Re: [bitcoin-dev] Using a storage engine without UTXO-index

public inbox for bitcoindev@googlegroups.com
 help / color / mirror / Atom feed

From: Eric Voskuil <eric@voskuil.org>
To: Tomas <tomas@tomasvdw.nl>,
	Bitcoin Protocol Discussion
	<bitcoin-dev@lists.linuxfoundation.org>,
	Libbitcoin Development <libbitcoin@lists.dyne.org>
Subject: Re: [bitcoin-dev] Using a storage engine without UTXO-index
Date: Sat, 8 Apr 2017 15:37:50 -0700	[thread overview]
Message-ID: <83618cca-c6a3-301c-af70-ab7807474f30@voskuil.org> (raw)
In-Reply-To: <1491524267.715789.936916864.1156D8CB@webmail.messagingengine.com>

-----BEGIN PGP SIGNED MESSAGE-----
Hash: SHA256

On 04/06/2017 05:17 PM, Tomas wrote:
> Thanks, but I get the impression that the similarity is rather 
> superficial.

My point was that "Using a storage engine without UTXO-index" has been
done, and may be a useful reference, not that implementation details
are the same.

> To address your points:

Below you addressed two points I made regarding the downside of the
original libbitcoin implementation. These were initial learnings that
informed future implementations (also without a UTXO index). These
were not comparisons to your implementation.

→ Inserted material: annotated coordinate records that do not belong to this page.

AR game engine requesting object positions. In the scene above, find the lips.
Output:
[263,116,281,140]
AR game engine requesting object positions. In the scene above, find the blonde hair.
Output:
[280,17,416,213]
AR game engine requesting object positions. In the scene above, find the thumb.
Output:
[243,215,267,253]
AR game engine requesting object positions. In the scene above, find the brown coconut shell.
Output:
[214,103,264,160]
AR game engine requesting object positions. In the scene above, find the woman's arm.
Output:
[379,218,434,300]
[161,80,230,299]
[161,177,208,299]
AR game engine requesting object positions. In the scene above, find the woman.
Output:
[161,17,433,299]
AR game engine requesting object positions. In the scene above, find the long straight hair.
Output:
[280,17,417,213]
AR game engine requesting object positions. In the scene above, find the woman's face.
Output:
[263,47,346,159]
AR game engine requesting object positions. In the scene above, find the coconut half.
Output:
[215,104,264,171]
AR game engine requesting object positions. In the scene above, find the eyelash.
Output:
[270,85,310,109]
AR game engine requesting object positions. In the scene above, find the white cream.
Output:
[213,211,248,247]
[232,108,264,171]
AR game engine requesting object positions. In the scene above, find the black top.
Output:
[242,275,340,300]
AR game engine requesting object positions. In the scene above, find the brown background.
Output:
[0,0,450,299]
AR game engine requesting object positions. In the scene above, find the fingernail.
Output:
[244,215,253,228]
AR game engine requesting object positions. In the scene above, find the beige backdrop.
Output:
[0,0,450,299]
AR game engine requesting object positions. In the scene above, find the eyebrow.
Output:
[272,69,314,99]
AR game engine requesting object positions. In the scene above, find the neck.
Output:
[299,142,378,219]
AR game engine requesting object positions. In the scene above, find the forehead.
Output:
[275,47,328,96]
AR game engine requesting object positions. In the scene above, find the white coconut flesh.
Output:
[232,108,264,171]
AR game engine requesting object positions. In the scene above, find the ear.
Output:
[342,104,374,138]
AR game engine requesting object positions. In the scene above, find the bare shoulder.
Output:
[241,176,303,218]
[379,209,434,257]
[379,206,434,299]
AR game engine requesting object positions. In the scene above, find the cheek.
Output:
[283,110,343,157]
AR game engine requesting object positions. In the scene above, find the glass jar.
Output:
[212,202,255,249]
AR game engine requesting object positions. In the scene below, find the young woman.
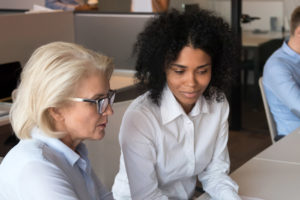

>> (1) higher than necessary storage space requirement due to
>> storing the indexing data required for correlate the spends, and
> 
> Hmm. No. Spends are simply scanned in the spend-tree (full tree, 
> prunable, fully 5.6gb), or caught by the spend-index (bit index, 
> non-prunable, fully 180mb). Neither impose significant storage 
> requirements.
> 
>> 2) higher than necessary validation complexity and cost in terms
>> of computing the spent-ness (including spender height) of an
>> output.
>> 
>> With the exception of de-linking (not deleted) in the case of
>> reorgs, the entire store is append only, implemented in a small
>> set of memory mapped file
> 
> I guess this is the key difference. As the spend-tree stores the
> spend information in a tree structure, no reorgs are required, and
> the resulting code is actually much less complex.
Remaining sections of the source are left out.